Too posh to push a musical? Victoria Beckham leaves reunion after just 10 minutes
Nick Clark sees five become one again (briefly) to launch the new Spice Girls show
Nick Clark is the arts correspondent of The Independent. He joined the newspaper in June 2007, initially reporting on the stock markets. He has covered beats including the City, and technology, media and telecoms and made the switch to arts in December 2011. He has also contributed articles to the sports section.
Wednesday 27 June 2012
Sixteen years after bursting on to Britain's music scene, the Spice Girls reunited yesterday to proclaim the return of "Girl Power" for a new generation.

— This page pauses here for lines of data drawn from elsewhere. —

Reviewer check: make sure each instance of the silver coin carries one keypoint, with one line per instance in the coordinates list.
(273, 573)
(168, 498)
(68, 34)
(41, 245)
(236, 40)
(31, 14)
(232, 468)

The five women reunited briefly at the St Pancras Renaissance Hotel in London, which in 1996 provided the backdrop for the video of "Wannabe", the breakout song that sparked their rise to global stardom and topped the charts in 30 countries. Victoria Beckham, Emma Bunton, Melanie Chisholm, Melanie Brown and Geri Halliwell had been brought together – reluctantly or otherwise – to promote Viva Forever, a new musical featuring their songs which is due to open in the West End at Christmas.
The reunion did not last long. Shortly after the 10 minutes the group spent on stage posing for the assembled media, Beckham – unarguably the most famous of the five – was already on her way to the airport bound for Los Angeles, leaving the others to complete the publicity round.
The group recruited Judy Craymer, the brains behind Mamma Mia!, to oversee the project and Jennifer Saunders to write the script.
Although their glamour might have faded now, the Spice Girls remain icons of the 1990s; their use of nicknames, unique fashion sense and "Girl Power" mantra undoubtedly inspired other girl groups. They had nine No 1 singles and sold 75 million records worldwide, making them the best-selling female group in history.
Both the group and video location have been transformed since "Wannabe" was released. For yesterday's launch, gone were the tracksuits, replaced by designer labels – including Beckham's own – while the hotel itself has also been lifted from a derelict shell to one of London's most luxurious buildings following a £200m renovation project.
Halliwell, who quit the group in 1998, said: "Sixteen years ago, I couldn't imagine when we wrote the lyric 'Zig-a-zig-ah' it would end up in a West End show. It's absolutely amazing."
Times may have changed, but the Spice Girls' message remains the same. Beckham said: "We are going to be introducing a whole new generation to Girl Power. What we do individually is really empower women as well as collectively. I hope a load more people will come on board. We're just so excited."
Since the group split up, Beckham has become a fashion designer, while other members have gone on to solo careers and appeared as judges on reality television shows.
Halliwell said how great it was to be back with her fellow band mates. Indicating the others, she said: "She's nice, she's nice, she's nice. I'm lucky to know these girls." Brown jokingly replied: "You're just saying that because you left."
The group reunited in 2007 for a tour, with tickets selling out in 38 seconds.